Cependant les plus beaux spectacles finissent par lasser. On ne peut pas se plaire indéfiniment à contempler le point de vue le plus superbe qui se puisse rencontrer. Car — puisque c’est Boileau qui l’a dit, il n’y a qu’à le croire — l’ennui naquit un jour de l’uniformité. Aussi, pour faire un peu diversion aux autres choses d’ici-bas, M. l’abbé Lemay s’occupe de botanique, et il s’en occupe sérieusement : j’ai vu son herbier, qui comprend bien un millier d’espèces différentes, et qui est soigneusement fait, fort scientifiquement étiqueté. Quand on est botaniste, on est aussi plus ou moins horticulteur, M. Lemay comme les autres. Mais il est bien facile de faire de l’horticulture, quand on réside sur le sommet d’un rocher dénudé, où ne croissent que des mousses, des lichens et quelques airelles (bluets) ! Oui, c’est facile, quand on a « du talent ». Tout simplement, M. Lemay a été prendre de la terre végétale où il y en avait, et, de-ci, de-là, l’a transportée autour de son presbytère, près de son église, sur les crans, comme on dit ici : radis, choux, oignons, gladiolus, œillets, asters, et maints autres personnages du règne végétal, se font la vie belle là-dedans. À certain endroit de l’enclos enchanté, se trouve un gros bloc de rocher : » : cela prend bien de la place, et fort inutilement ; d’autre part, cela ne se rejette pas du bout du pied.
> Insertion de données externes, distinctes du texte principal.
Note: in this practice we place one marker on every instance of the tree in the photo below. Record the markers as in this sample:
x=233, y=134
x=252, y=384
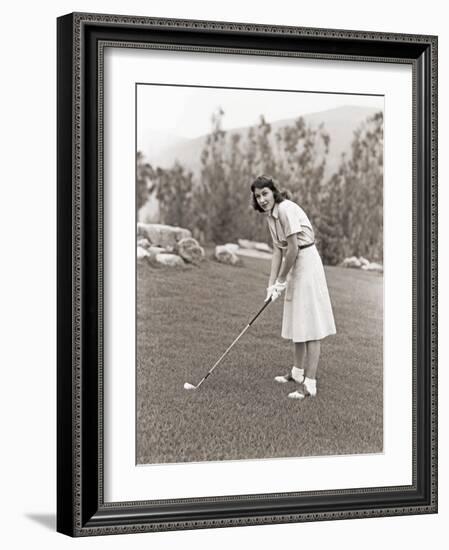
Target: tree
x=302, y=151
x=174, y=191
x=145, y=177
x=352, y=204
Qu’a-t-on fait ? On a installé autour une charpente légère, et l’on a posé dessus une longue boite en parallélogramme : c’est une couche chaude ! Et voilà ! — Il faudrait être sorcier, à tout le moins, pour deviner, en visitant ces plates-bandes, que tout ceci est un jardin artificiel. En tout cas, la vue de cette merveille d’ingéniosité console un peu les gens qui n’ont pas vu les jardins suspendus de l’antique Babylone.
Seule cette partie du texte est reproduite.